Se unqua fu neun che di servire
acconcio fosse ben lo suo volere
a ciaschedun secondo ’l su’ volere,
sì son io un di que’ che v’à ’l disire;
e ch’amerei innanzi di morire
che di no dir, faciendone spiacere
di cosa, in ch’io potesse mantenere
l’amico a me senza farlo partire.

le quali parole appare tosto dover esser poste a confronto con quelle del Boccaccio su Guido: » ... et a chiedere a lingua sapeva onorare chiunque nell’animo capeva che il valesse1».

Sonetto III.

Perfetto onore, quanto al mi parere,
non puote avere chi non è soffrente......

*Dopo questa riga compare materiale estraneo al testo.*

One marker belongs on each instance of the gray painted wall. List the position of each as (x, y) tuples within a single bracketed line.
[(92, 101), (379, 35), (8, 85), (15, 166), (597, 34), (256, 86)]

che si può raffrontare con la stessa espressione del Cavalcanti2:

se la soffrenza lo servente aiuta
può di leggier conoscer nostro stile...

Qui parrebbe primieramente apparire questo sentimento della sofferenza amorosa propria del perfetto onore. Questo sonetto, che è a rime interne, diede occasione a l’Ercole di osservare che mai Guido portava simili metri nei sonetti. Nè pure gli altri del suo tempo ne fecero uso mai; un esempio isolato è in un sonetto del Guinicelli, che ha le rime interne nelle terzine3; il che riporta quest’uso ai tempi antecedenti un poco ai giorni del fiorire completo della scuola dello stil novo, ai tempi cioè della giovinezza di Guido Cavalcanti. Del resto se

  1. Decamerone: VI, 9.
  2. Sonetto a Dante. «Se vedi amore etc.».
  3. Vedi: Salvadori, op. cit. pag. 78. È il sonetto: «Sì sono angoscioso e pien di doglia» — Casini: Poeti bolognesi e romagnoli - 1881, pag. 36.